Christmas Around the World has become synonymous with the Christmas season on BYU campus. As Jeanette Geslison, artistic director of the concert, said, “It’s become a tradition, not just here at BYU, but in the community.” However, this year the concert is encouraging students and audiences to reach beyond Brigham Young University.

“This year our title, as always, is Christmas Around the World, but our subtitle is Beyond,” said Geslison. “One of my initial ideas was to teach the students who are part of this production that there is more to the program than what happens in the Marriott Center that weekend.”

In an increasingly global world, Christmas takes on new meaning. “We seem to be looking more outwards at this time of year and to be looking more globally in this world that we’re living in,” Geslison said. “Nowadays, we all know someone from a different culture.
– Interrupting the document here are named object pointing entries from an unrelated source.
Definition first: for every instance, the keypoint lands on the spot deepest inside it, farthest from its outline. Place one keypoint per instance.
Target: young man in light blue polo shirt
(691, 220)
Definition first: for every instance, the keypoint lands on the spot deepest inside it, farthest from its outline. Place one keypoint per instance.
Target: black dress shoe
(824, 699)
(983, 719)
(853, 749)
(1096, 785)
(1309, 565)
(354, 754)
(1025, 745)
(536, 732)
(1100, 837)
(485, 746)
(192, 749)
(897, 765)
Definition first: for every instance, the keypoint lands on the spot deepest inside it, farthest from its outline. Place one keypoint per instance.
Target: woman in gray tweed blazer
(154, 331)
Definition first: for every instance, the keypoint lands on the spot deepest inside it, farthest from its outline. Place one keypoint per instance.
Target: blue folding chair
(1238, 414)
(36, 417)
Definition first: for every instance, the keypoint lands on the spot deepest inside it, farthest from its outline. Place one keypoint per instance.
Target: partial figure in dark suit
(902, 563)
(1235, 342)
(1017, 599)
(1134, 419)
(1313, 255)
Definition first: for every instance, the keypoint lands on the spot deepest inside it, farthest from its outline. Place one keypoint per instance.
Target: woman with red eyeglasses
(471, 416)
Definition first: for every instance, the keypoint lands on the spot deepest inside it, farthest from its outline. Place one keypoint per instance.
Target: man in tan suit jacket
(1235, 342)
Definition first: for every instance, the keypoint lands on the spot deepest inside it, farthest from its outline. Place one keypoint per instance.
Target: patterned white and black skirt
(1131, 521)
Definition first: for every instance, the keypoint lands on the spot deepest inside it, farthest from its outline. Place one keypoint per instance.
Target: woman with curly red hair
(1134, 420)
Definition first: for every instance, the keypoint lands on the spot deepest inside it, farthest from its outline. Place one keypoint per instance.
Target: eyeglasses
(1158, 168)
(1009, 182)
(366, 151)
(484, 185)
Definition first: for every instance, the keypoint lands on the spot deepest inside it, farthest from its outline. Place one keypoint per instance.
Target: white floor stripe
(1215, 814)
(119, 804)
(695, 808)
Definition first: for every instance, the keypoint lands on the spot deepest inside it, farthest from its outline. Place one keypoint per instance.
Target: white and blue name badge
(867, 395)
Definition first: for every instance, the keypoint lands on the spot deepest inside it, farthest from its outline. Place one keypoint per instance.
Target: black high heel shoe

What a wonderful opportunity this is to get to know more about this world we live in.”

Christmas Around the World is introducing multiple new pieces this year in the pursuit of helping dancers go “beyond” in new ways. One dance, “Veracruz,” was set just a few weeks ago by guest choreographer Miguel Pena and introduces Mexican dance to the mix. Another dance, “Bucheachum,” adds Korean fan dancing to the concert and gives student Cassidy Brown the chance to “go beyond” in a new way.

“She’s an anthropology major and that’s what led her to Korea in the first place,” said Geslison. “She’s a beautiful dancer, so she combined her interest in anthropology and dance by doing research in traditional dance. We’re really excited for her to share what she’s learned.”

Christmas Around the World will also continue to host a christmas market in the Marriott Center before the concert. This way, audience members are given the opportunity to go beyond being passive in their interaction with the cultures being represented. They can eat and participate too. The market will also include a photo backdrop, complete with dancers dressed in the traditional clothes they’ll be wearing during the concert.

“We will have a few different vendors that will be there selling roasted nuts, crepes and some Christmasy things,” said Geslison. “We’ll also have some activities for audience members. We try to have different ones each year. For example, last year we had some Philippine tinikling poles up in the concourse. Audiences were not only able to see it onstage in the performance, they were also able to actually try it.”

One other way Geslison hopes the concert will reach above and beyond this year is in the scope and variety of its audience.

“I would hope that people on the other side of the point of the mountain would find it worth it to drive down for the concert,” she said. “We have a lot of people from Utah Valley coming to the concert, but I want to invite people from the Salt Lake Valley and beyond to make the trek to the Marriott Center.”

Christmas Around the World will take place at the Marriott Center on Nov. 30 and Dec. 1. Tickets to the concert are available at the ticket offices in the Harris Fine Arts Center and the Marriott Center, as well as at arts.byu.edu.